The benchmark CSI 300 Index this year has so far tumbled about 18 percent and remains in a bear market while bond yields have risen, underscoring concerns that Beijing might not be doing enough to arrest slowing growth. The Chinese currency also slipped to its weakest level in six months.
Achieving “zero COVID” is now “way more costly and difficult,” the Nomura analysts wrote, since Omicron is much more contagious than previous variants.
The analysts said that the epicenter of the Omicron wave is the Yangtze River Delta, the economic, financial and logistics center of China, containing some of the world’s largest factories and ports.
Consumers and private firms are also “worn out” after years of living through the pandemic, and might be forced to reduce spending due to drying-up savings, the economists said.

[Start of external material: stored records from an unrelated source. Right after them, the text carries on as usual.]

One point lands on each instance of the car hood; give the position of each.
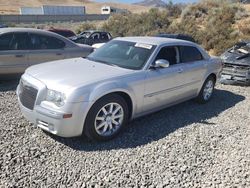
(74, 73)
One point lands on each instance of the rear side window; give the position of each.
(168, 53)
(14, 41)
(190, 54)
(39, 42)
(5, 41)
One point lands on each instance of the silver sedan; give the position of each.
(124, 79)
(22, 47)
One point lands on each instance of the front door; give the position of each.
(13, 53)
(164, 86)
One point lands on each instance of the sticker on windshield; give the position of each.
(140, 45)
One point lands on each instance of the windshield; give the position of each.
(124, 54)
(85, 34)
(241, 47)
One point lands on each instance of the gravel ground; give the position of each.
(188, 145)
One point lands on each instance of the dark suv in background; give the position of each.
(91, 37)
(63, 32)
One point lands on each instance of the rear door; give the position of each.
(13, 53)
(194, 69)
(164, 86)
(45, 48)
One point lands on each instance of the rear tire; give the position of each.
(106, 118)
(206, 91)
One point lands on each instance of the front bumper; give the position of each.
(54, 120)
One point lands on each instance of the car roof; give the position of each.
(36, 31)
(155, 40)
(13, 29)
(93, 31)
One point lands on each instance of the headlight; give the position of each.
(56, 97)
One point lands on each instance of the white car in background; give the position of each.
(23, 47)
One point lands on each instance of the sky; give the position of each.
(133, 1)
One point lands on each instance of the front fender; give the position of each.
(112, 87)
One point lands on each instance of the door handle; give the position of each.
(180, 70)
(19, 55)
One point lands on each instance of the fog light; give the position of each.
(65, 116)
(51, 127)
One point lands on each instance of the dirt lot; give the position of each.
(188, 145)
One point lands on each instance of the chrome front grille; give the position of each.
(27, 95)
(234, 70)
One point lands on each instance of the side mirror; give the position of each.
(161, 63)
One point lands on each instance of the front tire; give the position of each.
(106, 118)
(206, 91)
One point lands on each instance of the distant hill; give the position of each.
(12, 6)
(152, 3)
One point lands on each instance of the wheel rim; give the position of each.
(208, 90)
(109, 119)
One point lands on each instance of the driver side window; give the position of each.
(169, 53)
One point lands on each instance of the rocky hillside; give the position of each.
(12, 7)
(152, 3)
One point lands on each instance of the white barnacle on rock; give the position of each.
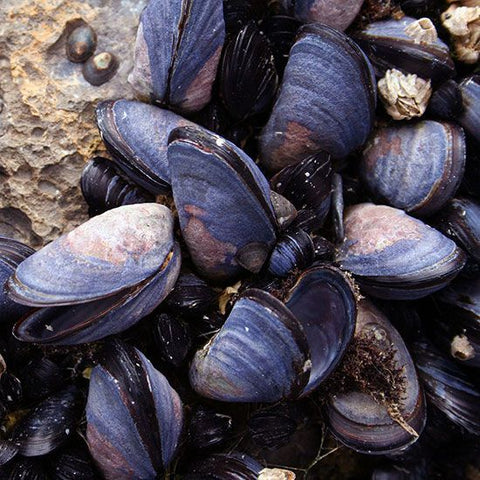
(404, 96)
(463, 24)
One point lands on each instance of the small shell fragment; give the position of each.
(404, 96)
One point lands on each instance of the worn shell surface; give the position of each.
(324, 302)
(136, 135)
(417, 168)
(326, 101)
(336, 14)
(12, 253)
(106, 254)
(357, 419)
(87, 322)
(223, 203)
(134, 416)
(393, 255)
(177, 52)
(259, 355)
(388, 45)
(104, 188)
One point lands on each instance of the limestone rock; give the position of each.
(47, 127)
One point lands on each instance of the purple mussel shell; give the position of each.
(12, 253)
(460, 220)
(470, 118)
(259, 355)
(91, 321)
(134, 416)
(106, 254)
(395, 256)
(388, 46)
(417, 168)
(326, 102)
(267, 350)
(177, 51)
(223, 203)
(338, 15)
(361, 423)
(136, 134)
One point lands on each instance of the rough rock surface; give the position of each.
(47, 128)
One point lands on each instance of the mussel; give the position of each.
(111, 271)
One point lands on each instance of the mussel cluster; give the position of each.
(272, 251)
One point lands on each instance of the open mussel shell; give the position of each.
(323, 301)
(421, 172)
(267, 351)
(223, 466)
(460, 220)
(388, 46)
(134, 416)
(223, 203)
(136, 135)
(49, 424)
(177, 52)
(104, 188)
(470, 118)
(308, 185)
(248, 77)
(12, 253)
(91, 321)
(326, 101)
(457, 326)
(338, 15)
(449, 387)
(107, 254)
(395, 256)
(259, 355)
(361, 423)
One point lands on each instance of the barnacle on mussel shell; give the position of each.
(177, 52)
(415, 167)
(359, 420)
(223, 202)
(326, 101)
(12, 253)
(134, 416)
(111, 271)
(395, 256)
(268, 350)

To make things worse, China’s export growth is likely to decline as other nations fully reopen, while foreign direct investment into the country might drop given the strict restrictions on travel, production and logistics, they added.
Although conventional policies such as credit easing might help, the “real growth bottlenecks remain,” the Nomura analysts said. “Adjustments to the ‘zero COVID’ strategy are key to a growth recovery in the coming months.”